Nick Cave & The Bad Seeds
The album, in comparison, delves into his sorrow, doused in surreal, mythological and Biblical imagery. The music is a stately spew of drones and ivory pinks, which moves and never follows a particular trajectory.
"You fell from the sky/Crash-landed in a field/Near the river Adur," are the opening lines of Jesus Alone - eerily prescient as it was written in late 2014, months before the incident.
"With my voice/I am calling you," Cave intones. The song, drenched in electronic drone and dolorous piano, is a seance. It feels more elemental than scary, more essential than mere mood-setting.
Arthur is never addressed explicitly - perhaps uttering his name would be unbearable. Whereas in the past, Cave's wrestling with matters of life and death, evil and goodness can seem admirably philosophical, here it cuts to the bone.
The pain is an internal wound and Cave doesn't flinch from it. He feels bottomless sadness, repeating the title in I Need You. He feels anger, a spigot of destructive terror turned on, in the intriguing Magneto, where he confesses: "Oh, the urge to kill somebody was basically overwhelming."
He takes solace in the strength of family. Rings Of Saturn is a tribute to the resilience of his wife, designer Susie Bick, whose centredness is the foil to Cave's inner turmoil. "And this is what she does and this is what she is," he half-speaks, an observer dazed in the aftershock. The music swirls like incense and memories are invoked without warning.
The song bleeds into Girl In Amber, a majestic dirge where his voice, bruised and almost airless, confronts some hard truths. "If you want to bleed, just bleed," he sings (to himself), the grief like an apparition, and the singer admits, "I knew the world would stop spinning now since you've been gone.

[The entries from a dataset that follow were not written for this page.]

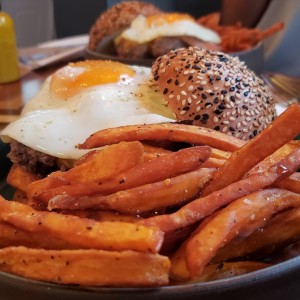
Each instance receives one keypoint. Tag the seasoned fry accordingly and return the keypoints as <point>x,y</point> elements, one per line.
<point>84,233</point>
<point>282,130</point>
<point>19,178</point>
<point>275,157</point>
<point>144,198</point>
<point>279,231</point>
<point>87,267</point>
<point>229,269</point>
<point>12,236</point>
<point>291,183</point>
<point>160,168</point>
<point>256,208</point>
<point>163,132</point>
<point>204,206</point>
<point>101,165</point>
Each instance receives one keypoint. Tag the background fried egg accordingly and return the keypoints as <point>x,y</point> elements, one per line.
<point>144,29</point>
<point>83,98</point>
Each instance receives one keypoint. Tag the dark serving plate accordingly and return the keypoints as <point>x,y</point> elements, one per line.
<point>273,283</point>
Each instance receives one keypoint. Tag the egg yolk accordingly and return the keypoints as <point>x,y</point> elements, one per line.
<point>169,18</point>
<point>71,79</point>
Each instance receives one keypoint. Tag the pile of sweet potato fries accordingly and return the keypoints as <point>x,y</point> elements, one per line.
<point>152,205</point>
<point>236,38</point>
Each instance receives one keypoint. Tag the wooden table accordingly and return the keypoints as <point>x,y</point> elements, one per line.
<point>13,96</point>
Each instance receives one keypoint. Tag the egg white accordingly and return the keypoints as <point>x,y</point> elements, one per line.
<point>140,32</point>
<point>55,126</point>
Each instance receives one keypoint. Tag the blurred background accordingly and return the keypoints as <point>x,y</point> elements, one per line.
<point>38,21</point>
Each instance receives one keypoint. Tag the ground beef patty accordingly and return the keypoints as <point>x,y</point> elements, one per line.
<point>34,161</point>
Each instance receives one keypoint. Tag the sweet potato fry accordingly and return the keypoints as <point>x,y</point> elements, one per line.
<point>291,183</point>
<point>279,231</point>
<point>141,199</point>
<point>12,236</point>
<point>84,233</point>
<point>154,170</point>
<point>282,130</point>
<point>163,132</point>
<point>255,208</point>
<point>204,206</point>
<point>275,157</point>
<point>87,267</point>
<point>229,269</point>
<point>101,165</point>
<point>19,178</point>
<point>151,152</point>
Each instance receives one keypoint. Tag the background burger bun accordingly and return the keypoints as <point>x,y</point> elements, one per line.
<point>212,89</point>
<point>118,17</point>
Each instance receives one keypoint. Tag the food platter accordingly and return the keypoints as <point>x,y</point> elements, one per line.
<point>275,282</point>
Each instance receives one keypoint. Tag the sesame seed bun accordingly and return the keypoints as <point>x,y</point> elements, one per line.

"I used to think that when you died you kind of wandered the world in a slumber/till you crumbled, were absorbed into the earth/But I don't think that anymore," Cave comes clean in the face of the cold, hard, inexorable days.
By the time one reaches the album title track at the end, one has gone to the farthest reaches of Cave's universe and returned, splintered, reconstituted, somehow pulled into a communion, tethered by invisible gravity.